C’est le député Modem des Yvelines, Jean-Noël Barrot, qui l’a proposée la semaine dernière. Le vice-président de la commission des Finances va présenter un amendement. Il estime qu’il est "opportun de défiscaliser les pourboires et de faire levier de la générosité des Français pour renforcer l'attractivité de ces métiers", "au moment où la restauration repart mais où les professionnels rencontrent d'importantes difficultés de recrutement qui pourraient brider la reprise".

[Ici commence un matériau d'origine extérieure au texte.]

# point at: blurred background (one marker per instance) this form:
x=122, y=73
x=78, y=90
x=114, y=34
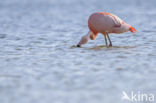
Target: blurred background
x=40, y=64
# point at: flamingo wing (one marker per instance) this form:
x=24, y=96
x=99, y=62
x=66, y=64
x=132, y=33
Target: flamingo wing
x=117, y=21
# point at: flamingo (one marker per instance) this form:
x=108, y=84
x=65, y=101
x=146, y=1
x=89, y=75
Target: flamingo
x=105, y=23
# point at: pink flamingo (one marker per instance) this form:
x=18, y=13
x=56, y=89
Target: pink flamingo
x=104, y=23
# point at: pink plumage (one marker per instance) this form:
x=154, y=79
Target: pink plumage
x=105, y=23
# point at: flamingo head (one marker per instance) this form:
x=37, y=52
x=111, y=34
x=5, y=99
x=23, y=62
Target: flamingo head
x=83, y=40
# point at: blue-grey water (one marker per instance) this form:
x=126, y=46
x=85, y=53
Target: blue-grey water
x=39, y=62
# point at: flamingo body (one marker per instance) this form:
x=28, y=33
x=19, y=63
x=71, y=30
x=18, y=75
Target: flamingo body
x=105, y=23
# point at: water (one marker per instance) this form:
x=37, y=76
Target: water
x=39, y=62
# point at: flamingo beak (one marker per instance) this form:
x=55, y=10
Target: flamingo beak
x=78, y=45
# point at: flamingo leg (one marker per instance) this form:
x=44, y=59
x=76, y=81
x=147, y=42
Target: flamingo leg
x=106, y=41
x=109, y=40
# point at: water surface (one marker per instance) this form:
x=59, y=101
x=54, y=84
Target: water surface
x=40, y=63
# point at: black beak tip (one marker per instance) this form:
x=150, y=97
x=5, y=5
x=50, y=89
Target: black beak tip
x=78, y=46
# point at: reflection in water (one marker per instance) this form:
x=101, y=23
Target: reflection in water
x=40, y=63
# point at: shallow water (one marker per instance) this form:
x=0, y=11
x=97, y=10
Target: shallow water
x=40, y=63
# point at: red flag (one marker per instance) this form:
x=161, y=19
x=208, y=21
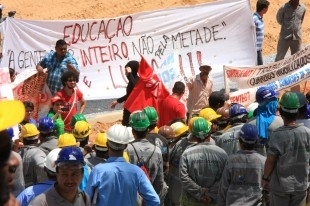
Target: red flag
x=148, y=91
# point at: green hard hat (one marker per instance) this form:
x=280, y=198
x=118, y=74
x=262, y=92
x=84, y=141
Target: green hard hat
x=151, y=113
x=76, y=118
x=201, y=128
x=139, y=121
x=289, y=102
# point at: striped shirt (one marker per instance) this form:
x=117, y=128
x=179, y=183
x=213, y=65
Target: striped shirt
x=55, y=68
x=290, y=20
x=199, y=93
x=259, y=29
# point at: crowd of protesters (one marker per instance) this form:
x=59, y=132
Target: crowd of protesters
x=209, y=152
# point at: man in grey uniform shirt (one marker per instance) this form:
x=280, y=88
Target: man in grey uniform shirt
x=201, y=168
x=142, y=150
x=69, y=174
x=287, y=163
x=242, y=175
x=228, y=141
x=290, y=16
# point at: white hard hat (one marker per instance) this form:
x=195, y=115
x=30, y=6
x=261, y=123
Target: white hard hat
x=50, y=159
x=119, y=134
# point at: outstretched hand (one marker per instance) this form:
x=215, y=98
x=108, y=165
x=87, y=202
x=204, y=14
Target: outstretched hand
x=113, y=104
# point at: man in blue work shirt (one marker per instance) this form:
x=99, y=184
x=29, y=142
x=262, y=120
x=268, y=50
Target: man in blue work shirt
x=31, y=192
x=117, y=182
x=57, y=63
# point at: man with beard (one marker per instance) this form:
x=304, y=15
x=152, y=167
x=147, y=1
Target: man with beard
x=57, y=63
x=69, y=173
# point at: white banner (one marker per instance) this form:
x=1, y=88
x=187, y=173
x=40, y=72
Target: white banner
x=221, y=33
x=279, y=76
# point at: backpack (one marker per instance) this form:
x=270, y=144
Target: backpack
x=144, y=164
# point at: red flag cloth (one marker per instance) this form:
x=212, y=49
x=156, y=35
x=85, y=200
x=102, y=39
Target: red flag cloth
x=148, y=91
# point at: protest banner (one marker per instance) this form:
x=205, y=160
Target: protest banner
x=279, y=76
x=219, y=32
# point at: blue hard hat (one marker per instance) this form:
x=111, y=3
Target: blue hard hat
x=70, y=155
x=248, y=133
x=10, y=132
x=45, y=125
x=264, y=93
x=236, y=110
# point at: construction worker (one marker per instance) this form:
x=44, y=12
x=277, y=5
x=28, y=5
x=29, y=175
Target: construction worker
x=242, y=175
x=184, y=140
x=33, y=157
x=69, y=174
x=76, y=118
x=66, y=140
x=117, y=182
x=48, y=139
x=221, y=122
x=200, y=179
x=142, y=150
x=100, y=154
x=81, y=132
x=229, y=139
x=266, y=119
x=211, y=116
x=31, y=192
x=167, y=132
x=287, y=164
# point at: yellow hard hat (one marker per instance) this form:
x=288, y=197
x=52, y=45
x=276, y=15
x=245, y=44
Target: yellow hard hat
x=190, y=123
x=101, y=140
x=126, y=156
x=29, y=131
x=66, y=140
x=11, y=113
x=208, y=114
x=81, y=129
x=179, y=128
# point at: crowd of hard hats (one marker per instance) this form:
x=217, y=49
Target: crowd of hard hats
x=217, y=133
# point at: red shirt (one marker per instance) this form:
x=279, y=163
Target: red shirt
x=170, y=109
x=72, y=103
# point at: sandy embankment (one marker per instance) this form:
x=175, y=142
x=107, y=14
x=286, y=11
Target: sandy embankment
x=97, y=9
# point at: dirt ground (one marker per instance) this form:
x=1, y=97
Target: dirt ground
x=93, y=9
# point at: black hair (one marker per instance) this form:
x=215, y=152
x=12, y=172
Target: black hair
x=302, y=111
x=261, y=4
x=247, y=146
x=67, y=75
x=152, y=126
x=28, y=104
x=178, y=88
x=61, y=42
x=217, y=100
x=30, y=141
x=134, y=65
x=289, y=116
x=140, y=134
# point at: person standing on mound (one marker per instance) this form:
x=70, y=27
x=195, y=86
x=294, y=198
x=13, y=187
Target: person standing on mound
x=290, y=16
x=57, y=63
x=131, y=71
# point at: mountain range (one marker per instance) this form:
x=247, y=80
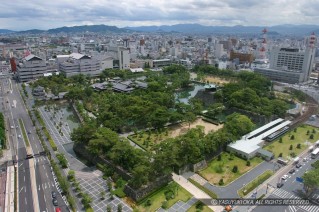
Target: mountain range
x=286, y=29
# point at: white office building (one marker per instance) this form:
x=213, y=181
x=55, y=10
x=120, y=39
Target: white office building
x=76, y=63
x=31, y=67
x=289, y=65
x=251, y=144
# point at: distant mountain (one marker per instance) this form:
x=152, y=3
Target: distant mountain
x=32, y=31
x=5, y=31
x=88, y=28
x=200, y=29
x=286, y=29
x=78, y=29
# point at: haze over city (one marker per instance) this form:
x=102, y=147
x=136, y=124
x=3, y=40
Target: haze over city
x=19, y=15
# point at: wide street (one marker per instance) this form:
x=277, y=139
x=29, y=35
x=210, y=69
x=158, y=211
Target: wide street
x=14, y=109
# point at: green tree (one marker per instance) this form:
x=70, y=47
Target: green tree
x=235, y=169
x=311, y=181
x=290, y=147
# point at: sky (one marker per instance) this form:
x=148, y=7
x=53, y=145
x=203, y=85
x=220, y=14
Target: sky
x=46, y=14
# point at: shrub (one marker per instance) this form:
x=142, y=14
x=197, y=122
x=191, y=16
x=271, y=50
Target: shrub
x=148, y=203
x=221, y=182
x=235, y=169
x=219, y=169
x=165, y=205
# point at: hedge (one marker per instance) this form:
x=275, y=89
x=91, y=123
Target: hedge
x=204, y=189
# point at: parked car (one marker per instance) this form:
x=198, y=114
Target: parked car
x=53, y=193
x=55, y=202
x=279, y=185
x=284, y=177
x=292, y=171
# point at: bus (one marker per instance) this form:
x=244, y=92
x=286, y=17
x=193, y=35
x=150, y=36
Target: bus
x=315, y=153
x=29, y=153
x=282, y=161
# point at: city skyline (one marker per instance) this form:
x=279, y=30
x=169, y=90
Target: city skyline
x=16, y=15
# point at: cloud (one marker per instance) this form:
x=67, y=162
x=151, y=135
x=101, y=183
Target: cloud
x=19, y=14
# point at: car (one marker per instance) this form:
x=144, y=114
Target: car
x=55, y=202
x=53, y=194
x=279, y=185
x=292, y=171
x=284, y=177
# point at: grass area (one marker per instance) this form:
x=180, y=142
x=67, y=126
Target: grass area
x=119, y=188
x=24, y=134
x=199, y=206
x=304, y=136
x=256, y=182
x=147, y=140
x=206, y=190
x=222, y=169
x=164, y=197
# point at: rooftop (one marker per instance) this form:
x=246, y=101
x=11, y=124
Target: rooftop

Comment ça marchait jusqu’à présent ?

C’était au bon vouloir du client, il n'y a aucune obligation en France. La coutume veut qu’on laisse 5% de l’addition. Un arrêté pris en 1987 a intégré le service dans l’addition. "L'essor des paiements par carte bancaire a indubitablement accéléré cette évolution" expliquait au journal Les Échos Bernard Boutboul, consultant chez Gira Conseil, qui constatait déjà que les clients avaient "de moins en moins de liquide sur eux." Dans un sondage publié juillet 2017, 96% des François interrogés déclaraient que le pourboire était un réflexe pour eux. S'il était déjà possible de donner un pourboire par carte bleue, la pratique reste très rare, et en plus son montant était imposé. Si le pourboire n'a plus la cote, c'est aussi parce que les Français ont de moins en moins de monnaie sur eux. D'après une étude menée par le comparateur de banque, Panorabanques, en moyenne, les Français ne retirent que 73 euros par mois au distributeur alors que les dépenses payées avec leur carte atteignent 543 euros. De plus, 79% des Français recourent au paiement sans contact.

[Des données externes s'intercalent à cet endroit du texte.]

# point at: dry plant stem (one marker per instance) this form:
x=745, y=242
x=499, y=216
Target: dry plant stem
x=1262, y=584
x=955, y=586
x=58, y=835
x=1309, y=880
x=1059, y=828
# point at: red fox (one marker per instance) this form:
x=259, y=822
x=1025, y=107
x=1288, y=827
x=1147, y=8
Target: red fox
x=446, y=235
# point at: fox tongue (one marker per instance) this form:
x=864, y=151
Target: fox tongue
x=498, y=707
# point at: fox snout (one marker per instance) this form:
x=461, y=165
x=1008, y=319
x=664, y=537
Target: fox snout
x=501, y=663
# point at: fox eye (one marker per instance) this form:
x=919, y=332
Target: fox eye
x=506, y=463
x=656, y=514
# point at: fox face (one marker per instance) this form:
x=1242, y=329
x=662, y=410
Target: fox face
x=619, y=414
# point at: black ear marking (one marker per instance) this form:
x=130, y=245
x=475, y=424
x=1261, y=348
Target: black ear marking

Comment ça se passe à l’étranger ?

Dans certains pays, le pourboire n’est pas seulement un supplément, mais le revenu principal. Aux États-Unis, par exemple, plus de la moitié des revenus des serveurs et barmans dépendent des "tips". Le pourboire représente entre 10 et 20% de l’addition finale. Les prix affichés sur les cartes ne comptent pas le service. Cette règle est appliquée en Australie et au Canada. Les serveurs n’hésitent pas à faire une réflexion en cas d’oubli. En Allemagne, le Routard précise que le pourboire est conseillé, entre 5% et 10% de la note. Il est conseillé de préciser le montant au moment du paiement, au lieu de laisser la monnaie sur la table. En Angleterre, en Espagne, au Portugal, en Hongrie, il est souvent inclus dans l’addition. Au Japon, verser un pourboire peut être considéré comme un manque de respect.

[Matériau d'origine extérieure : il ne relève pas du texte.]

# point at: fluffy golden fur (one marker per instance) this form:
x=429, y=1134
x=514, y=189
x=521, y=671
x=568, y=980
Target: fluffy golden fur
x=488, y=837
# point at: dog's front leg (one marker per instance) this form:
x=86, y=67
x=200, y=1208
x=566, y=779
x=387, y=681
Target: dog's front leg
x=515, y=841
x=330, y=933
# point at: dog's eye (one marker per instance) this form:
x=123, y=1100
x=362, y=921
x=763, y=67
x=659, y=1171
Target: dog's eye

Comment réagissent les serveurs et restaurateurs ?

"Franchement, ce serait génial" se réjouit Mohammed, serveur parisien depuis 15 ans interrogé par France Inter. "Il y a une vague de démission dans la restauration. Aujourd’hui, on a besoin de bras, pour relancer le secteur." Stan, installé derrière le bar, constate que les français "donnent beaucoup moins que les étrangers". Selon lui "les américains, les mexicains" sont beaucoup plus généreux. "Il faudrait d’autres petits coups de pouce pour arriver à se sortir de cette situation délicate de pénurie. C’est déjà un premier pas qui est intéressant" affirme Joannes Richard, le champion de France de Burger, basé à Nîmes. "Ça peut correspondre à 10 ou 20 euros sur la soirée. Ce n’est pas négligeable. Si c’est tous les jours, ce n’est pas un deuxième salaire mais c’est un beau complément." 

Cette annonce satisfait également Roland Héguy, le président confédéral de l’Union des métiers et des industries de l’hôtellerie (UMIH). "Cela fait très longtemps que je soutiens cette idée" rappelle-t-il. "Ça peut participer à améliorer les conditions. Cet outil peut-être attractif pour les salariés." D’autres restaurateurs ont un avis mitigé de cette mesure, comme Fabrice, le patron d’un café-restaurant. L’un de ses salariés est parti, et il ne pense pas réussir à le remplacer : "Ce n’est pas seulement une question de salaire, c’est une question d’horaire." Enfin, Force Ouvrière regrette "la plus mauvaise des solutions". À France Info, Nabil Azzouz s'inquiète que cette mesure qui va "exonérer les organisations patronales et les chefs d'entreprise de leur propre responsabilité".